Paired-end MiSeq data is typically delivered already de-multiplexed into separate read files, that have a defined naming structure from Illumina that looks like this:

<sample name>_<barcode sequence>_L<lane (0-padded to 3 digits)>_R<read number>_<set number (0-padded to 3 digits>.fastq.gz

You can processes a folder of Illumina data like this:

ufits illumina -i folder_name -o miseqData -f fITS7 -r ITS4
ufits illumina -i folder_name -o miseqData -m mapping_file.txt

This will find all files ending with '.fastq.gz' in the input folder, gunzip the files, and then sequentially process the paired read files. First it will run USEARCH8 -fastq_mergepairs, however, since some ITS sequences are too long to overlap you can rescue longer sequences by recovering the the non-merged forward reads by passing the --rescue_forward argument.
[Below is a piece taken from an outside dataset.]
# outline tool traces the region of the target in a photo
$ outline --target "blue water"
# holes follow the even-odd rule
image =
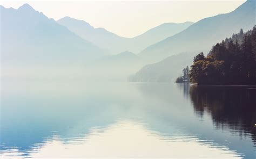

Alternatively, you can only utilize the forward reads (R1), by passing the --reads forward argument. Next the forward and reverse primers are removed and the reads are trimmed/padded to a set length of clustering. Finally, the resulting FASTQ files for each of the processed samples are concatenated together into a file called miseqData.demux.fq that will be used for the next clustering step. The script will also output a text file called miseqData-filenames.txt that contains a tab-delimited output of the sample name as well as [i5] and [i7] index sequences that were used. The script will produce a folder containing the individual de-multiplexed files named from the -o, --out argment.

####OTU Clustering:####

The next step is to run ufits cluster, which expects de-multiplexed FASTQ data as a single file with ;barcodelabel=Sample_name in the FASTQ header. If your data is in some other format, you can use other UNIX/Perl/Python scripts to add the barcodelabel= to each read and then cluster your data using UFITS. Note that reads should be globally trimmed and the pre-processing steps in UFITS take steps to ensure high quality data makes it into the clustering algorithm with minimal sequence loss. Now the data from either platform (Ion, 454, or Illumina) can be clustered by running the following:

ufits cluster -i ufits.demux.fq -o ion_output

This script wil quality filter the data based on expected errors, then remove duplicated sequences (dereplication), sort the output by abundance, and finally cluster using usearch -cluster_otus command. You can also optionally run UCHIME Reference filtering by adding the --uchime_ref ITS option or change the default clustering radius (97%) by passing the --pct_otu option. Type -h for all the available options.

####DADA2 "Clustering":#### Recently there is a new "OTU picking" algorithm for amplicon based datasets called DADA2 that has sensitivity down to single base pairs, see publication here, GitHub here. This algorithm uses a statistical method to infer the original sequence that a read was derived from, foregoing the need to cluster at a set threshold (i.e. 97%). I've implemented a modified DADA2 pipeline here to work with the current UFITS data structure. A reminder is that reads for DADA2 must have no N's and have to all length trimmed identically, thus variable length amplicons will be truncated down. Thus this method is perhaps more suited to something like COI or 16S amplicons. You can run it as follows:

ufits dada2 -i ufits.demux.fq -o dada2_output -l 200

The script will quality filter your data, trim for use in DADA2, run DADA2 alogrithm, and then parse the results to output an OTU table and a file containing inferred sequences (OTUs) in fasta format. These files can be used in all downstream UFITS scripts, i.e. ufits filter and ufits taxonomy.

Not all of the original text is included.